A badly tainted entrepreneur lands in an idyllic, virtual reality afterlife run by his company—but hostile takeovers and vengeful avatars threaten his control of this digital heaven.

This offering by SF/fantasy author Noble takes the shape of dossiers of recorded transcriptions and documentation spanning the 22nd century, obtained via private investigators and the “Library of Congress VR Division.” They cover, not always chronologically, the rise, fall—and resurrection and fall—of Gunter Holden, scion of a venal businessman father. Gunter sought dad’s favor, among other self-serving relationships, by creating (partially by the theft of technology) a VR afterlife for paying customers. Dubbed Bali Hai, the heavenly realm grants the wishes and fantasies of the deceased dwellers in a cyberscape. Many “bio” (living) individuals even kill themselves to gain early admission. Such was the case with Gunter—only for him, it was a murder-suicide, his way of resolving a love triangle in which he saw his wife (the latest of several) leave him for a black-sheep musician brother, whose finer qualities she more admired. Now the “transitioned” digital Gunter still bids to run his business from Bali Hai. But in the bio world, rivals move in over the decades. They include a Christian-operated, VR-afterlife competitor, who’s not averse to “deleting” millions of virtual people in a show of power, including a self-identifying-as-animals nature cult founded by a former “holo-porn” kingpin.
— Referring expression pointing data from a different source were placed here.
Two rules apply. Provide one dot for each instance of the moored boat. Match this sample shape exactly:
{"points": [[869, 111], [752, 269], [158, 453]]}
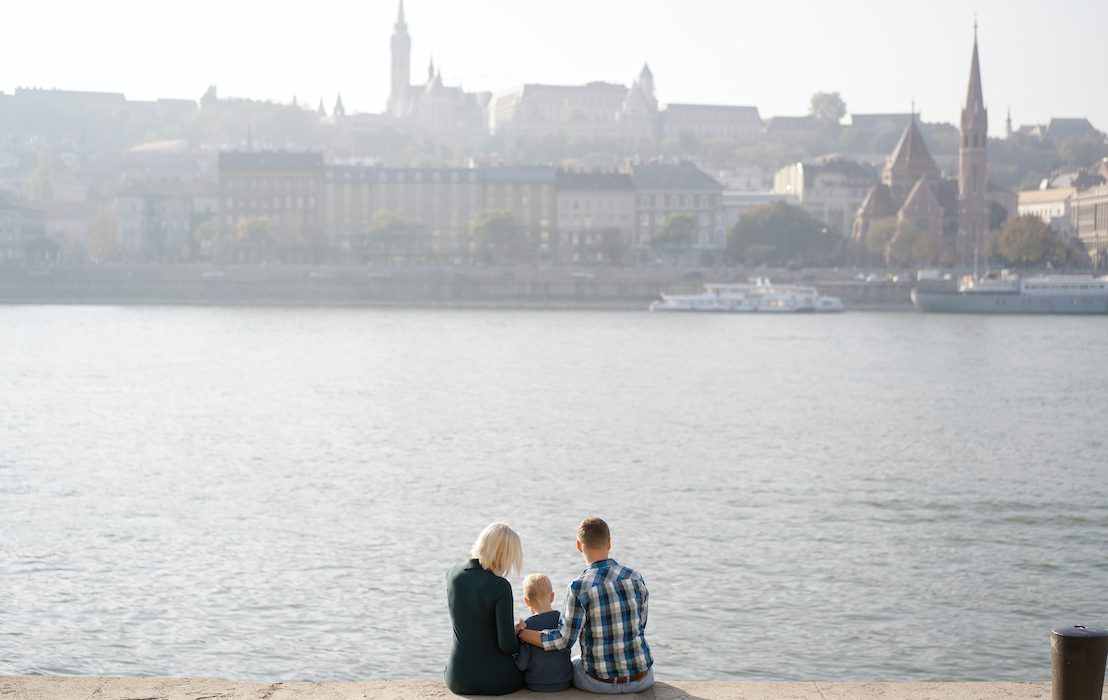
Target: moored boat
{"points": [[759, 296], [1004, 292]]}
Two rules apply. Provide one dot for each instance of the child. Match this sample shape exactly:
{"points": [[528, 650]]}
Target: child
{"points": [[543, 671]]}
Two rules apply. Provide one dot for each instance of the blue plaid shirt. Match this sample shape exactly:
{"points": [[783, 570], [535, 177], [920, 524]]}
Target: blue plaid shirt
{"points": [[606, 606]]}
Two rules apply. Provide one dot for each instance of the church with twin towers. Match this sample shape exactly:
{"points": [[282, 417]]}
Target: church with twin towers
{"points": [[912, 188], [913, 191], [596, 111]]}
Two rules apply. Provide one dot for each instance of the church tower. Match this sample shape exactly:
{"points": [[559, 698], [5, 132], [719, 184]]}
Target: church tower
{"points": [[401, 67], [973, 162]]}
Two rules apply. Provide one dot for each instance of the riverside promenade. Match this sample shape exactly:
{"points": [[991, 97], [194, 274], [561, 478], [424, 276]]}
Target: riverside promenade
{"points": [[304, 285], [90, 688]]}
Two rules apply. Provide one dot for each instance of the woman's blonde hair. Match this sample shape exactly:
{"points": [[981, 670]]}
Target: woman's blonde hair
{"points": [[499, 549]]}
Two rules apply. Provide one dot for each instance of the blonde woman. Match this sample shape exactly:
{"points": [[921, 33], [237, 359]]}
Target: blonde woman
{"points": [[480, 599]]}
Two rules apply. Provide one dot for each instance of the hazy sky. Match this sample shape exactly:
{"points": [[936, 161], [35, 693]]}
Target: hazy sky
{"points": [[1038, 58]]}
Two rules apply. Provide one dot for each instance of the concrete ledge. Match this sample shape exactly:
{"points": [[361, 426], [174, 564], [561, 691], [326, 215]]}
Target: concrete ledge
{"points": [[54, 687]]}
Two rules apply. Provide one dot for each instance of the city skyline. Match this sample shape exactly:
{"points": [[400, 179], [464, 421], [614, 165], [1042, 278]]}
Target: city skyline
{"points": [[1019, 64]]}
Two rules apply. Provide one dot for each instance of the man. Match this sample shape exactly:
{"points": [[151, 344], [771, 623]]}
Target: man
{"points": [[607, 607]]}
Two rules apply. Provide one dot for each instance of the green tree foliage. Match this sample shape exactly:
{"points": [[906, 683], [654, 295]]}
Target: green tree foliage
{"points": [[828, 107], [778, 234], [390, 236], [500, 238], [212, 238], [1029, 242], [255, 233], [676, 235]]}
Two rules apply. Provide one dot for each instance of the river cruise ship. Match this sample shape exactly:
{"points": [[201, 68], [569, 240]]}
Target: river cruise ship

Enemies like these almost make the criminal Gunter seem like a good guy. The fragmented time/space/hard-drive series opener may tax the patience of some readers, especially those seeking straightforward causality. The Holden family tree becomes torturously tangled with each new revelation of Gunter’s hidden early life. Meanwhile, the semi-redacted, digital evidence file presentation approaches the techniques of experimental fiction (or Max Headroom getting buggy), with abrupt “memory breaches” and a Citizen Kane–type mosaic of the tormented antihero. The result is a challenging but compelling vision of a privatized, synthetic heaven slowly eaten away by ungodly capitalism, cupidity, and the sins of its founder. Noble credits futurist Ray Kurzweil as a particular inspiration.    

A keen and absorbing what-if tale about VR and a digital afterlife.